Цвиллинг сидел, чуть склонив голову. Вопрос в одно мгновение перевернул его мысли. Он смотрел на казаков, не видя и не слыша их. Мог ли он что-нибудь сказать о часе самого великого торжества его партии, а значит, и его, Цвиллинга, самом счастливом часе! Как наяву, он увидел перед собой заполненный народом актовый зал Смольного. Внимательная тишина, сменившая внезапно гул разноголосья. Ильич на трибуне. Его энергичный жест и чеканная фраза:

— Помещичья собственность на землю отменяется немедленно без всякого выкупа!

И громы неслыханной овации, и объятия, и слезы в зале.

— А что вы слышали о решениях Второго съезда Советов? — спросил комиссар.

— Дак ведь кто что болтает! К примеру, у казаков будто землю отбирать будут и отдавать ее крестьянам? — ответил за всех рябоватый казак.
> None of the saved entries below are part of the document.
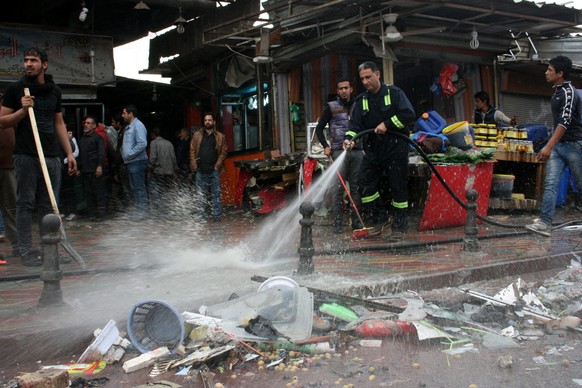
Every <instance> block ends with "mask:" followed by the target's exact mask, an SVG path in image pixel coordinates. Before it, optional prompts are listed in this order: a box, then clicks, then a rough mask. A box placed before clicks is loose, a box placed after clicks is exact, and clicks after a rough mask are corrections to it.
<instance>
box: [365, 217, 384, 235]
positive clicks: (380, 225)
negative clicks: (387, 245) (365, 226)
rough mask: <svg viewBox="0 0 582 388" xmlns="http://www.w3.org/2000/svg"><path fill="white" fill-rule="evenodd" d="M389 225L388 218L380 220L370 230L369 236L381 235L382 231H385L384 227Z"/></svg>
mask: <svg viewBox="0 0 582 388" xmlns="http://www.w3.org/2000/svg"><path fill="white" fill-rule="evenodd" d="M387 226H388V220H386V221H380V222H378V223H377V224H376V225H374V227H373V228H372V230H370V231H369V232H368V236H370V237H376V236H379V235H381V234H382V232H384V229H385V228H386V227H387Z"/></svg>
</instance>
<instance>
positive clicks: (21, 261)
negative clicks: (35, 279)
mask: <svg viewBox="0 0 582 388" xmlns="http://www.w3.org/2000/svg"><path fill="white" fill-rule="evenodd" d="M20 262H21V263H22V265H24V266H25V267H40V266H41V265H42V255H41V253H40V251H38V250H36V249H31V250H30V251H28V252H26V253H25V254H24V255H22V257H21V258H20Z"/></svg>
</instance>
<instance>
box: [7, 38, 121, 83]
mask: <svg viewBox="0 0 582 388" xmlns="http://www.w3.org/2000/svg"><path fill="white" fill-rule="evenodd" d="M29 47H38V48H40V49H43V50H45V51H46V53H47V54H48V62H49V66H48V70H47V74H52V76H53V77H54V80H55V82H56V83H57V84H59V85H83V86H88V85H93V86H96V85H103V84H114V83H115V75H114V61H113V39H112V38H111V37H104V36H90V35H77V34H68V33H60V32H46V31H35V30H21V29H15V28H2V27H0V81H8V82H14V81H16V80H18V79H20V77H22V74H23V72H24V56H23V54H24V51H25V50H26V49H27V48H29ZM91 53H94V55H93V60H91Z"/></svg>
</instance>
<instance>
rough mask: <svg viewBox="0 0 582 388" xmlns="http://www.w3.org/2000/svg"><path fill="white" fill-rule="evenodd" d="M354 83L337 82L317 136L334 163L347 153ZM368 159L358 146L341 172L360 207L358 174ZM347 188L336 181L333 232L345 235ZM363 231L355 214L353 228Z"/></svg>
mask: <svg viewBox="0 0 582 388" xmlns="http://www.w3.org/2000/svg"><path fill="white" fill-rule="evenodd" d="M353 90H354V89H353V88H352V83H351V81H350V80H349V79H348V78H345V77H344V78H339V79H338V82H337V97H336V98H335V99H334V100H332V101H329V102H328V103H327V105H326V107H325V109H324V110H323V113H322V115H321V117H320V118H319V121H318V123H317V127H315V133H316V134H317V138H318V139H319V142H320V143H321V145H322V146H323V148H324V153H325V155H326V156H328V157H329V156H331V157H332V159H333V160H336V159H338V158H339V157H340V155H341V154H342V152H344V150H343V147H342V146H343V142H344V138H345V134H346V132H347V130H348V123H349V121H350V115H351V113H352V109H353V105H354V99H353V98H352V92H353ZM328 124H329V140H330V142H331V144H328V142H327V140H326V139H325V135H324V133H323V129H324V128H325V126H326V125H328ZM363 158H364V151H363V150H362V147H361V144H356V145H355V146H354V149H353V150H352V151H351V152H349V153H348V154H346V156H345V159H344V160H343V163H342V166H341V167H340V169H339V170H338V172H339V173H340V174H341V176H342V178H343V179H344V180H345V181H347V182H349V183H350V193H351V195H352V198H353V199H354V202H355V203H356V206H358V207H359V206H360V205H361V201H360V194H359V193H358V191H357V189H356V187H357V180H358V172H359V171H360V164H361V163H362V159H363ZM343 193H344V190H343V187H342V185H341V182H340V181H339V179H335V180H334V183H333V187H332V203H331V207H332V211H331V213H332V217H333V225H334V226H333V232H334V233H341V232H342V228H343V218H344V217H343V212H342V209H341V205H342V201H343ZM360 228H363V225H362V223H361V222H360V221H359V220H358V217H357V215H356V214H352V229H360Z"/></svg>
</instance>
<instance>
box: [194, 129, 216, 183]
mask: <svg viewBox="0 0 582 388" xmlns="http://www.w3.org/2000/svg"><path fill="white" fill-rule="evenodd" d="M202 131H203V132H202V142H201V143H200V151H199V156H200V161H199V162H198V170H199V171H200V172H203V173H209V172H212V171H214V165H215V164H216V161H217V160H218V152H217V151H216V137H215V136H214V135H212V134H210V135H209V134H208V133H206V131H205V130H202Z"/></svg>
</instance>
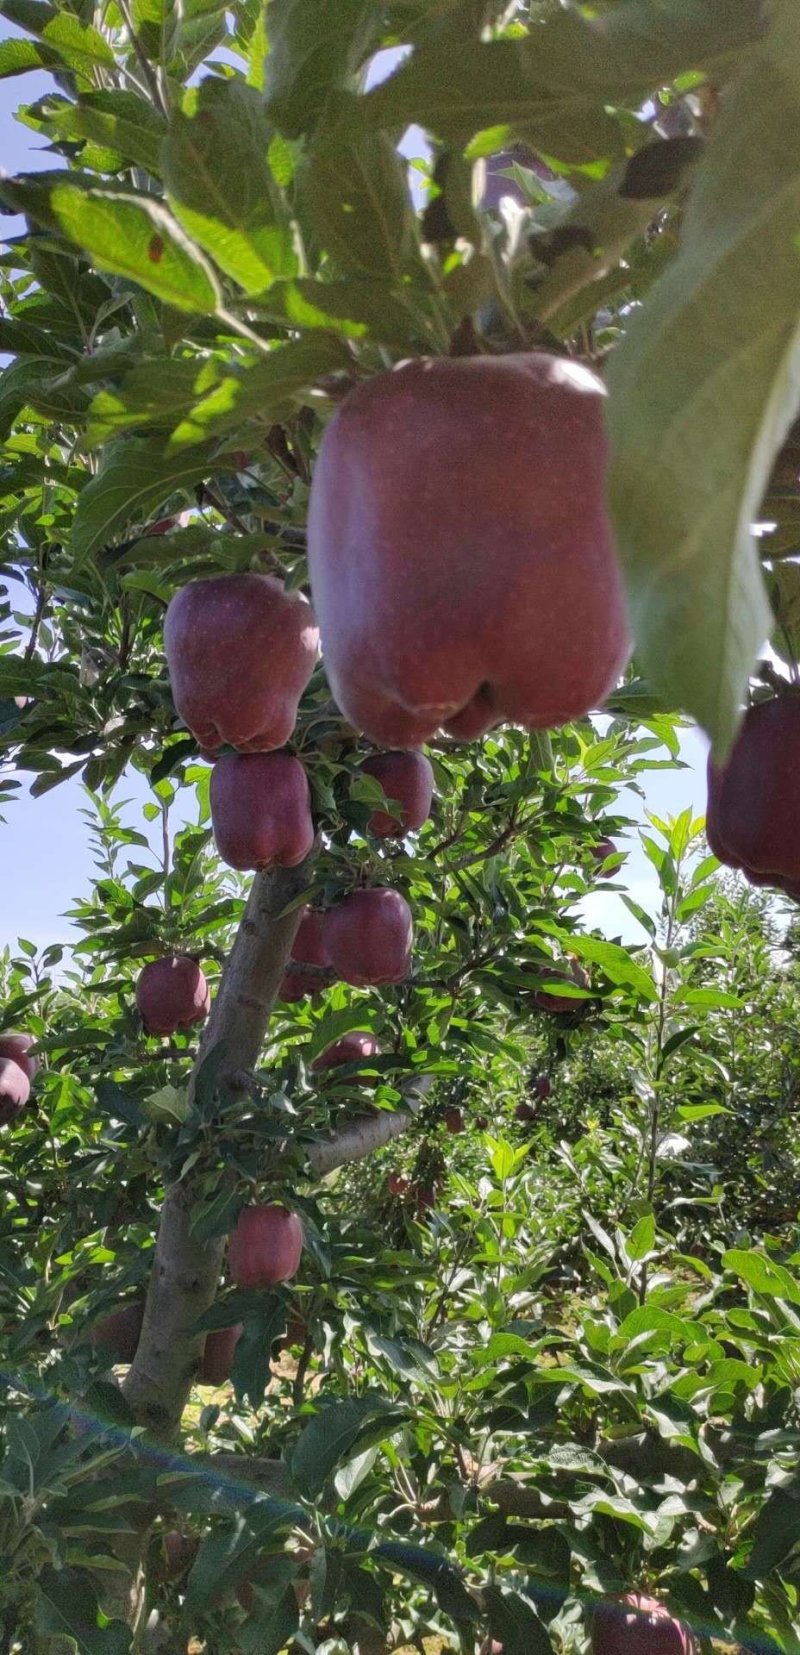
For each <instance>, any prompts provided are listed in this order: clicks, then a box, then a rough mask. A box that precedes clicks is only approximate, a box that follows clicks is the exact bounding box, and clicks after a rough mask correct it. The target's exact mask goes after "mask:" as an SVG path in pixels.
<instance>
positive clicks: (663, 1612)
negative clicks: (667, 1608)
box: [591, 1592, 694, 1655]
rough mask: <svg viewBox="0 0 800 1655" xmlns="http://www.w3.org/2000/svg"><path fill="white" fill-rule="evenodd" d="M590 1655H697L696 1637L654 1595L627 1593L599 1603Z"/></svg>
mask: <svg viewBox="0 0 800 1655" xmlns="http://www.w3.org/2000/svg"><path fill="white" fill-rule="evenodd" d="M591 1655H694V1640H692V1638H691V1635H689V1632H687V1630H686V1627H682V1625H681V1622H679V1620H672V1615H671V1614H669V1610H667V1609H664V1605H663V1604H659V1602H656V1599H654V1597H646V1595H644V1594H643V1592H628V1594H626V1595H624V1597H621V1599H616V1600H613V1602H606V1604H598V1607H596V1610H595V1617H593V1622H591Z"/></svg>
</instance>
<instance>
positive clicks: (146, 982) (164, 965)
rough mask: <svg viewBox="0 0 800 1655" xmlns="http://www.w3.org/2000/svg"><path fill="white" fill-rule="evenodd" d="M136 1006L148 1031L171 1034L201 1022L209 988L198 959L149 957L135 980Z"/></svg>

— Неправда. На съезде был принят новый «Декрет о земле». И действительно, этим декретом предусмотрено исправление веками копившейся несправедливости во владении землей. Она будет отнята у помещиков и капиталистов и передана людям, которые на ней работают. О вас же, казаках, в этом документе есть особый, пятый, пункт. Там записано: «Земли рядовых крестьян и казаков не конфискуются». Другое дело, земля офицеров, она будет конфискована таким образом, чтобы у офицера ее было столько же, как у среднего казака. Остальная будет передана частично неимущим казакам и крестьянам. Это уж как власть на местах решит.
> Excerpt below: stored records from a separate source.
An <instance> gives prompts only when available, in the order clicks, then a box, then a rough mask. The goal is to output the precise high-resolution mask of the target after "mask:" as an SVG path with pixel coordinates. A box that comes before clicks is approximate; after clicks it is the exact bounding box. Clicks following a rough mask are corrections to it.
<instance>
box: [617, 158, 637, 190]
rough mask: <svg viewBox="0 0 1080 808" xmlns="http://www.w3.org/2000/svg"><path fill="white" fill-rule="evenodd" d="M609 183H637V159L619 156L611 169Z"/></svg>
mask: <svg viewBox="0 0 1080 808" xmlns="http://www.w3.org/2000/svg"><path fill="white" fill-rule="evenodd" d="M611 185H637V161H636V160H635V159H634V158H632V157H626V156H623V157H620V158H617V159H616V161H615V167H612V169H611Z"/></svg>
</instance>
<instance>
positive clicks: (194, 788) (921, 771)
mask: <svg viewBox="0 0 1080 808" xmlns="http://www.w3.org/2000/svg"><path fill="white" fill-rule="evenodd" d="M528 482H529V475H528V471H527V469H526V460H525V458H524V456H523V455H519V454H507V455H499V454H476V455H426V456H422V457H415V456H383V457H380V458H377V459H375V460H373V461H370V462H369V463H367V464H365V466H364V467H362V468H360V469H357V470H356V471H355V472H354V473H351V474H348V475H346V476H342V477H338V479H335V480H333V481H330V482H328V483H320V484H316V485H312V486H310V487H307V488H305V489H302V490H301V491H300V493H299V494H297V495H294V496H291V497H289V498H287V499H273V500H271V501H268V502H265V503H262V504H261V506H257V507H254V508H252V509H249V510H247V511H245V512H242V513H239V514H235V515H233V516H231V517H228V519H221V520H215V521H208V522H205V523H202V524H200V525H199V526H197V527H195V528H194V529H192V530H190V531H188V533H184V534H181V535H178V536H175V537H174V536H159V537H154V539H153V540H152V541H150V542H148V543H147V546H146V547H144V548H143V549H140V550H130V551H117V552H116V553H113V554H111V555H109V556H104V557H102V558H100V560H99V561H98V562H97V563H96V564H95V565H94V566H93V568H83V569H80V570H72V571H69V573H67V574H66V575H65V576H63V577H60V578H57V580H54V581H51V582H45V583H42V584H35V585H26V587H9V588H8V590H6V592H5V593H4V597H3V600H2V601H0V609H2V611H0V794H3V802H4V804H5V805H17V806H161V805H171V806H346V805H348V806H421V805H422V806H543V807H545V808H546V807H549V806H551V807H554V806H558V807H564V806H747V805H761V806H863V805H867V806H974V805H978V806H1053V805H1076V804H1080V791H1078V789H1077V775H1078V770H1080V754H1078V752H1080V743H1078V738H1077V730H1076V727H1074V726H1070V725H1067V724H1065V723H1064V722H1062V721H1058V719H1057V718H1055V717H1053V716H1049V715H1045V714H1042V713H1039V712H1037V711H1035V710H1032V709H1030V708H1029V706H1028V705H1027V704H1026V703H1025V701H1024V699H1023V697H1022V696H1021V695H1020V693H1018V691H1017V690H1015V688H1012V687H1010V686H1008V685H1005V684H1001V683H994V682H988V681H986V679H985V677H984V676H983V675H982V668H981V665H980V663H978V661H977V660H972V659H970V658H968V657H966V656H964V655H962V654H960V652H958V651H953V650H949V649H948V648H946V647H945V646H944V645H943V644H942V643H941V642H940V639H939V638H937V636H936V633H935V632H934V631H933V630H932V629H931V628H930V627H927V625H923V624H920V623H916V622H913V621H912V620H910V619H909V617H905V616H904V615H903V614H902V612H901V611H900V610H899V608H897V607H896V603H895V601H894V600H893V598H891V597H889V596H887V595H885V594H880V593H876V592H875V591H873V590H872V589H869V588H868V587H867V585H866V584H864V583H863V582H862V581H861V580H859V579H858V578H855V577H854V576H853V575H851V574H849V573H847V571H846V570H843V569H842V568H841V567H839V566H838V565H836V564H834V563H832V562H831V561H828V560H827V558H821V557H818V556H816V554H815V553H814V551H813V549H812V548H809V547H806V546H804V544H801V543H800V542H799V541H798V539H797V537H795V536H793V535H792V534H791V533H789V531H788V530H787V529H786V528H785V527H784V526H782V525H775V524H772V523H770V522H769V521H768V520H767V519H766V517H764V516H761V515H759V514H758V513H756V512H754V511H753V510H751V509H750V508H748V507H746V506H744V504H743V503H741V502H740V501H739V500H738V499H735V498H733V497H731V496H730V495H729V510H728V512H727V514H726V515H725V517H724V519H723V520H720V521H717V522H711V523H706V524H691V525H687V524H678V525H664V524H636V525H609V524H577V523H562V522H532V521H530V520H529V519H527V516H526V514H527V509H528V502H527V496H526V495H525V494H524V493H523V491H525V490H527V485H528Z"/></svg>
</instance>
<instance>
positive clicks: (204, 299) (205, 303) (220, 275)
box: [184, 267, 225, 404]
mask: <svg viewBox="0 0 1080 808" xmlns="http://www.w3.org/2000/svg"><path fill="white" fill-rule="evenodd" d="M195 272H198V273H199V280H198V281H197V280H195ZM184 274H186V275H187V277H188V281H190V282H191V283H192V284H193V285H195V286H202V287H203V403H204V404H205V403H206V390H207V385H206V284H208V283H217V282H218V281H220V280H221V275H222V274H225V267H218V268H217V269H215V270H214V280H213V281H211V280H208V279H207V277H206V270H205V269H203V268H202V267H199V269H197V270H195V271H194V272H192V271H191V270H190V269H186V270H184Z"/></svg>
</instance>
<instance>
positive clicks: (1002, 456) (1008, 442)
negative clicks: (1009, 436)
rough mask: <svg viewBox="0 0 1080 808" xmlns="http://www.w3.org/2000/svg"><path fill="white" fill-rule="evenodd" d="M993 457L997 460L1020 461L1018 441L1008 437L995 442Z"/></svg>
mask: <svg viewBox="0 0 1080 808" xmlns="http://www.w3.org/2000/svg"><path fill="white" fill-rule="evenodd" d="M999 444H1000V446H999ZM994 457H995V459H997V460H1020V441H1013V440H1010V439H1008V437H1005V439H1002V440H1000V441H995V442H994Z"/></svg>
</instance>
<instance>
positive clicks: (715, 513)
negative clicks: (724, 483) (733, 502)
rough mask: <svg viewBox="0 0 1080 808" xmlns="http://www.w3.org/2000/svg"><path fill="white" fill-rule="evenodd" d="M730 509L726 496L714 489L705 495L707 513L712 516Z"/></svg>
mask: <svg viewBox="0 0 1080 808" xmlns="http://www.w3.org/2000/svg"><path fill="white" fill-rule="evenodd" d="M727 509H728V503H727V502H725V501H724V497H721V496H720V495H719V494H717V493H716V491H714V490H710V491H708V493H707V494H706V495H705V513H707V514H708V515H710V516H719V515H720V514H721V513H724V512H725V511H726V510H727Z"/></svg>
Казаки возбужденно тянули махру, толкали друг друга локтями. Но вслух мысли не спешили высказывать. Большевик-то все-таки под арестом.

Цвиллинг продолжал:

— Еще одно. Вы знаете, до войны у каждого третьего казака в Оренбуржье не хватало рабочего скота обработать землю. Машин было мало, почти все покупали их за границей. Теперь из-за войны машин к нам поступает в пять-шесть раз меньше. И скота в работе стало еще меньше. А хлеб нужен. Так что состоятельным хозяевам, у которых есть две одинаковые машины, — жнейки, к примеру, одну придется отдать. Эти машины будут собраны в пунктах проката и под контролем местной власти отдаваться во временное пользование нуждающимся.

— Хорошо бы так-то! — вздохнул самый старый, видимо, намаявшийся и досыта накланявшийся богатеям в страду…

На третий день уже станичники помоложе толклись в «комиссаровой избе». Очень скоро здесь перебывала вся станица и оказалась распропагандированной.

Господин Дутов просчитался. Расправа не состоялась.